NE outbreaks in commercial poultry flocks are controlled by prophylactic use of in-feed antibiotics (Van Immerseel et al., 2009). However, with the emergence of antibiotic-resistant pathogens and increasing concerns about chemical residue in poultry meat, many antibiotics traditionally used to prevent and control NE have been restricted or banned for use in poultry production. Therefore, there is an urgent need to develop alternatives to antibiotics that can reduce economic losses during NE outbreaks. Dietary immunostimulant supplementation is one strategy to improve immune function, reduce antibiotic usage, minimize drug residue and increase disease resistance in livestock and poultry (Lamont, 1998). Yeast β-glucans (YG), a polysaccharide extracted from Saccharomyces cerevisiae cell wall, have been widely studied and shown to possess immunomodulatory activities involving receptor recognition and be most effective in enhancing host protective immunity against infectious agents in mammalian species (Murphy et al., 2010, Stier et al., 2014, Volman et al., 2008).

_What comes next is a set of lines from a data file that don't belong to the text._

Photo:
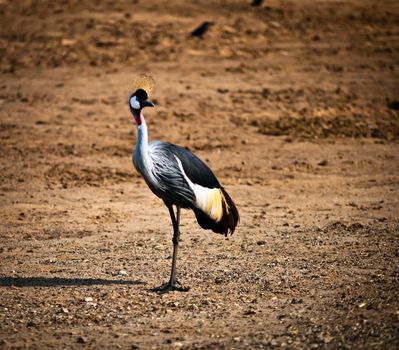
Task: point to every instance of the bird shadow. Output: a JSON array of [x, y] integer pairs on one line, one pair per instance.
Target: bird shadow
[[58, 281]]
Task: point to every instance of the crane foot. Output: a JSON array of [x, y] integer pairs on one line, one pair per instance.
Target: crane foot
[[170, 287]]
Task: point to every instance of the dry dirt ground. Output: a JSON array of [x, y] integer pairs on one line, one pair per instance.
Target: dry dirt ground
[[294, 105]]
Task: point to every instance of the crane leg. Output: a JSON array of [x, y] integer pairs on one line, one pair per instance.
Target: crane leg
[[171, 285]]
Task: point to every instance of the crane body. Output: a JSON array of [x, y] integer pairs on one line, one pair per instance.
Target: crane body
[[180, 179]]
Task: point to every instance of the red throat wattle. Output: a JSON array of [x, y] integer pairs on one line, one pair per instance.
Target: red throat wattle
[[138, 119]]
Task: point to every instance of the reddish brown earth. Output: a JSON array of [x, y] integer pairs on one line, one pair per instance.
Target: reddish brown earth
[[291, 103]]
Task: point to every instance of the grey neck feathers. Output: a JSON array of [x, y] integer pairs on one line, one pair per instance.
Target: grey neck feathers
[[141, 157]]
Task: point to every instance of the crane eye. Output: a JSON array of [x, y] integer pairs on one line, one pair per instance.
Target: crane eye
[[134, 103]]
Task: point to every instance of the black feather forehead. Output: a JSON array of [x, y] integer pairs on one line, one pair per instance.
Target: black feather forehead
[[141, 95]]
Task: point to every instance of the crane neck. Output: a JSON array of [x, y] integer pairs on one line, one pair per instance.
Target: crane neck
[[141, 158], [142, 132]]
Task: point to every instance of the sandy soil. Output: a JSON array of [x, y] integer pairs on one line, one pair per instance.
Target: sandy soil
[[294, 104]]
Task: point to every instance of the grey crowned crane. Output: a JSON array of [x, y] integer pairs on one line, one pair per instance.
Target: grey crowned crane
[[180, 179]]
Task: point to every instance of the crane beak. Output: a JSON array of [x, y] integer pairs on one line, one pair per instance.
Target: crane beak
[[146, 104]]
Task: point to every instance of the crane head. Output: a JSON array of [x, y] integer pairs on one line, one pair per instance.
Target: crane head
[[137, 101]]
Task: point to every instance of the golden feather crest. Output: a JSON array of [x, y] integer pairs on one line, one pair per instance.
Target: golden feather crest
[[145, 82]]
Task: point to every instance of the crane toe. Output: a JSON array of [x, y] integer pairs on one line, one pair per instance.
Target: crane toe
[[170, 287]]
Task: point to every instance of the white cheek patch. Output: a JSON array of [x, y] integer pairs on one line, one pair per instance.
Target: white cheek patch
[[134, 103]]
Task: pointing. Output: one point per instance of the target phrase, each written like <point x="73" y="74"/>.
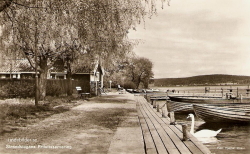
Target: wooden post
<point x="154" y="104"/>
<point x="168" y="108"/>
<point x="163" y="113"/>
<point x="185" y="132"/>
<point x="172" y="119"/>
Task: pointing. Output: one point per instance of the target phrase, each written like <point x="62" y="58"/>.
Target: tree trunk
<point x="43" y="79"/>
<point x="69" y="79"/>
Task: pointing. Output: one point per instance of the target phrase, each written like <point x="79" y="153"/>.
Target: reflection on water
<point x="233" y="139"/>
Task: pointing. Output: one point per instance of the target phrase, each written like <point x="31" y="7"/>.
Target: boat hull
<point x="179" y="107"/>
<point x="236" y="112"/>
<point x="207" y="99"/>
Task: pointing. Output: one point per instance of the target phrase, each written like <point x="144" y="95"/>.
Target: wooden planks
<point x="161" y="137"/>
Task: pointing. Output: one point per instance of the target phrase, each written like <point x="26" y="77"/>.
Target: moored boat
<point x="179" y="107"/>
<point x="209" y="99"/>
<point x="224" y="112"/>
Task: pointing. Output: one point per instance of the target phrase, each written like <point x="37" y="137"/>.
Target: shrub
<point x="54" y="89"/>
<point x="129" y="85"/>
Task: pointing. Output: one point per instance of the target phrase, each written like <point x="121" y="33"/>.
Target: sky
<point x="197" y="37"/>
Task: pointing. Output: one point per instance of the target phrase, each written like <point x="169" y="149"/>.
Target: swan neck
<point x="192" y="126"/>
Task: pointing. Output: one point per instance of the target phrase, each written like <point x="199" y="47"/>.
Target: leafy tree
<point x="45" y="30"/>
<point x="139" y="71"/>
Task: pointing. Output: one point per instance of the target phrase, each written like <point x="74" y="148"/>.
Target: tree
<point x="139" y="70"/>
<point x="45" y="30"/>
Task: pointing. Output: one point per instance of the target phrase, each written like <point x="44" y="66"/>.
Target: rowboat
<point x="225" y="112"/>
<point x="209" y="99"/>
<point x="179" y="107"/>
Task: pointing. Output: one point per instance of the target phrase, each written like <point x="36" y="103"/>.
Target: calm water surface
<point x="233" y="139"/>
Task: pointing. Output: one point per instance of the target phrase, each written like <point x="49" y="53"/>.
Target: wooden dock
<point x="160" y="137"/>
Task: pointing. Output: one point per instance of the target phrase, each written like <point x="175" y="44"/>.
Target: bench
<point x="81" y="94"/>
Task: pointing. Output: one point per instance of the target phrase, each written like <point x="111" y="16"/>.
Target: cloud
<point x="198" y="37"/>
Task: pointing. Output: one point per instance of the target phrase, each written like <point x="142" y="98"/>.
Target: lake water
<point x="233" y="139"/>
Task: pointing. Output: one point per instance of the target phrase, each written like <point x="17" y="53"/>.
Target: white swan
<point x="202" y="133"/>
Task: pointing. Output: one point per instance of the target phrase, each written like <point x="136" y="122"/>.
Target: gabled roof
<point x="19" y="65"/>
<point x="23" y="66"/>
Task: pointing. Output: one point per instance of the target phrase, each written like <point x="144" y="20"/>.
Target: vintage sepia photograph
<point x="124" y="77"/>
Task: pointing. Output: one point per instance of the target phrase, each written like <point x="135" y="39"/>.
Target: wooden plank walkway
<point x="161" y="137"/>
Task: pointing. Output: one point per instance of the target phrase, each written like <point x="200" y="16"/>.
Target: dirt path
<point x="87" y="128"/>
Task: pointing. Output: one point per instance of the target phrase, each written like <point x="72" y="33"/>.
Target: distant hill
<point x="215" y="79"/>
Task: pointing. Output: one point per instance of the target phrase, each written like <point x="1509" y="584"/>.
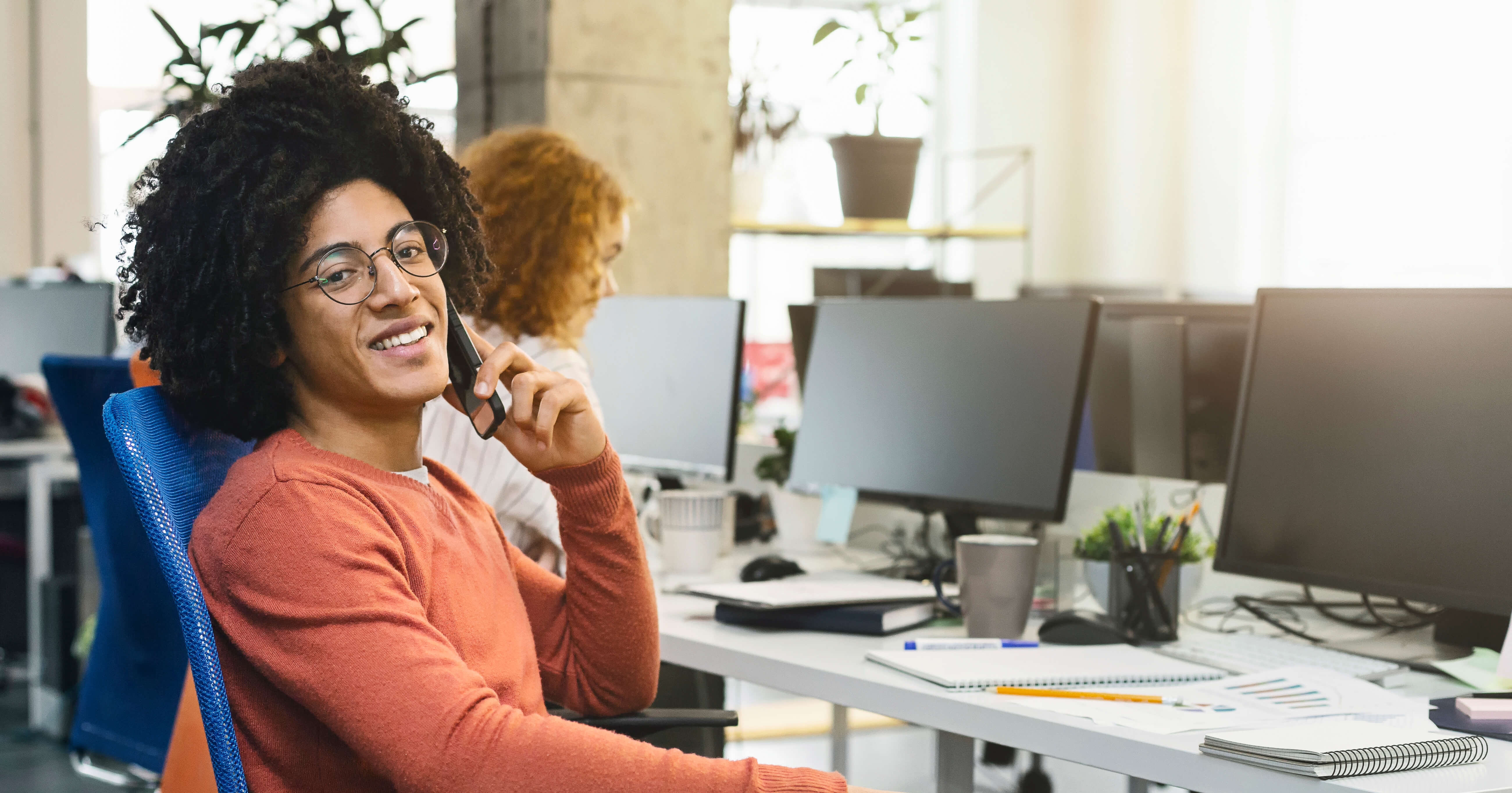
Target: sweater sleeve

In poultry, yeast β-glucans supplementation protects against a number of economically-important pathogens, such as Salmonella enterica, Escherichia coli and Eimeria species and improves gut health and increases disease resistance (Cox et al., 2010b, Huff et al., 2010, Lowry et al., 2005, Revolledo et al., 2009, Shao et al., 2013). Yeast β-glucans supplementation enhances lysozyme and complement levels, improves phagocytic activity and alters tight junction protein expressions (Chen et al., 2008, Chuammitri et al., 2011, Lowry et al., 2005). Broilers supplemented with yeast β-glucans have increased humoral and cell-mediated immune responses (Chae et al., 2006, Cox et al., 2010a, Cox et al., 2010b, Kumar et al., 2011, Redmond et al., 2010, Shao et al., 2013). In addition, supplementation with yeast cell wall extract prevents production loss, regulates intestinal innate immune responses, decreases intestinal C. perfringens colonization and proliferation and reduces gut lesions scores after oral infection with coccidial oocysts and C. perfrigens in broilers (M'Sadeq et al., 2015, Thanissery et al., 2010, Yitbarek et al., 2012).

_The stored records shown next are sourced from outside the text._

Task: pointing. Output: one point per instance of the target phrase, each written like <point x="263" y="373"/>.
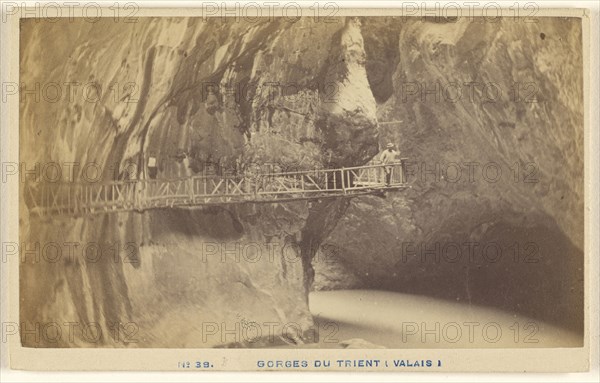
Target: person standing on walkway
<point x="388" y="156"/>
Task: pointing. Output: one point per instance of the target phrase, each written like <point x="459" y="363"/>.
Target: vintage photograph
<point x="306" y="181"/>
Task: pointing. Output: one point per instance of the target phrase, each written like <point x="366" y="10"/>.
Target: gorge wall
<point x="300" y="94"/>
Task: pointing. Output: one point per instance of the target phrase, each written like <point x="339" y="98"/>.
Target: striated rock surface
<point x="302" y="94"/>
<point x="490" y="115"/>
<point x="191" y="94"/>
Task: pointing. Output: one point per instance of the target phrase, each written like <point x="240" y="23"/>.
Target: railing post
<point x="190" y="182"/>
<point x="403" y="168"/>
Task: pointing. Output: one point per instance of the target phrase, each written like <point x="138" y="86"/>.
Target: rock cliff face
<point x="468" y="100"/>
<point x="194" y="96"/>
<point x="227" y="95"/>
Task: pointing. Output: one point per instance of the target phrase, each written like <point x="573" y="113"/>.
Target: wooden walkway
<point x="75" y="199"/>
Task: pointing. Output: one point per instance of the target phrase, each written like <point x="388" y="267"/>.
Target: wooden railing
<point x="137" y="195"/>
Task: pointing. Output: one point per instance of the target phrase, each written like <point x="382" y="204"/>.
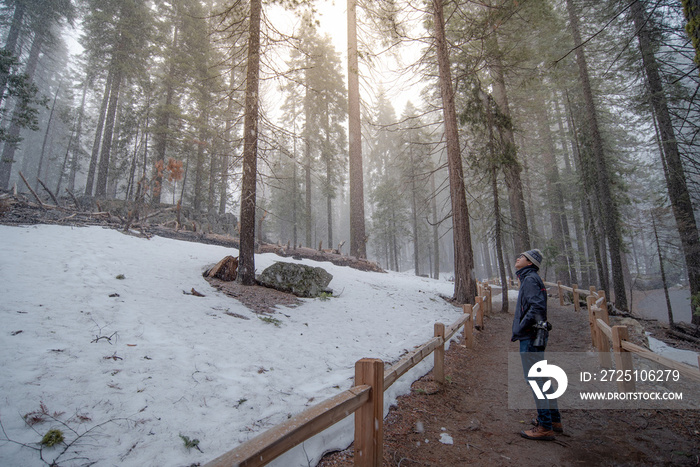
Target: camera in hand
<point x="542" y="329"/>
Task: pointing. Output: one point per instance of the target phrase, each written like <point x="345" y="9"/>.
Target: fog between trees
<point x="574" y="127"/>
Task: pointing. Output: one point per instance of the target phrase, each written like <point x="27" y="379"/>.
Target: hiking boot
<point x="556" y="426"/>
<point x="538" y="433"/>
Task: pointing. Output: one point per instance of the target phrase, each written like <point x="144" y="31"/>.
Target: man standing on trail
<point x="531" y="317"/>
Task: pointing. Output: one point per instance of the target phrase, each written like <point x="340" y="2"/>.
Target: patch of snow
<point x="97" y="330"/>
<point x="685" y="356"/>
<point x="446" y="439"/>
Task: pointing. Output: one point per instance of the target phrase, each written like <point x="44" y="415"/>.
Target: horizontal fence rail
<point x="365" y="399"/>
<point x="604" y="338"/>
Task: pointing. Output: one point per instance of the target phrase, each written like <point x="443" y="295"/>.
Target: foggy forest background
<point x="577" y="122"/>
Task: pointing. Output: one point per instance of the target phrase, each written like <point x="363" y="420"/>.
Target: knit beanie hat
<point x="535" y="257"/>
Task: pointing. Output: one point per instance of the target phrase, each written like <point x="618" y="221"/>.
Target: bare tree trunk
<point x="9" y="148"/>
<point x="103" y="165"/>
<point x="163" y="123"/>
<point x="497" y="211"/>
<point x="92" y="168"/>
<point x="465" y="286"/>
<point x="673" y="166"/>
<point x="11" y="42"/>
<point x="246" y="264"/>
<point x="669" y="308"/>
<point x="46" y="138"/>
<point x="436" y="234"/>
<point x="555" y="196"/>
<point x="358" y="245"/>
<point x="608" y="205"/>
<point x="512" y="168"/>
<point x="76" y="146"/>
<point x="691" y="9"/>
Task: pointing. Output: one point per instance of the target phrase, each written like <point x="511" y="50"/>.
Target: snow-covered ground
<point x="651" y="304"/>
<point x="97" y="333"/>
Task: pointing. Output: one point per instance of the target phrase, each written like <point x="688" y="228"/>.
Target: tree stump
<point x="225" y="270"/>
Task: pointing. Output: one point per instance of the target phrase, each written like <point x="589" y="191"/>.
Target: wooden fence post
<point x="602" y="343"/>
<point x="489" y="301"/>
<point x="623" y="359"/>
<point x="369" y="418"/>
<point x="439" y="354"/>
<point x="590" y="300"/>
<point x="480" y="313"/>
<point x="469" y="327"/>
<point x="561" y="294"/>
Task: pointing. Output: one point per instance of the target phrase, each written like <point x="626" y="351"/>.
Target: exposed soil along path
<point x="473" y="411"/>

Antimicrobial peptides (AMPs) are ubiquitous in biological organisms including mammals, birds, insects and plants, and generally expressed in mucosal linings (e.g. skin, intestine, respiratory tract) and constitute a critical component of innate immune responses due to broad-spectrum antimicrobial activity and immunomodulatory properties (Cuperus et al., 2013, Zhang and Sunkara, 2014). Besides having direct antimicrobial activities, AMPs modulate innate immune responses and control homeostasis by inducing chemotaxis and activating leukocytes, inducing and/or inhibiting cytokine production (Lai and Gallo, 2009, Zhang and Sunkara, 2014). Avian AMPs belong to three main families: β-defensins (AvBD-1 to 14), cathelicidins (Cath-1 to −3) and liver expressed antimicrobial peptides 2 (LEAP-2) (Cuperus et al., 2013, Michailidis, 2010, Townes et al., 2004, van Dijk et al., 2008, Zhang and Sunkara, 2014). Although previous research has reported that yeast β-glucans can influence gene expression of AMPs in fish (Marel et al., 2012, Schmitt et al., 2015), there are currently no studies of AMP expression following yeast β-glucans supplementation in chickens infected with NE. We hypothesized that yeast β-glucans supplementation could improve gut health and enhance intestinal innate immunity against NE by increasing intestinal AMPs in broiler chickens. To test this hypothesis, we investigated the effect of yeast β-glucans supplementation on growth performance, gut morphology, intestinal C. perfringens population and endogenous antimicrobial peptides (β-defensins, Cathelicidins and LEAP-2) expression and humoral immune response of broiler chickens infected with Eimeria oocysts and C. perfrigens. In summary, the collected data indicated that yeast β-glucans supplementation improved gut health and enhanced host disease resistance in chickens challenged with NE by inducing endogenous AMPs.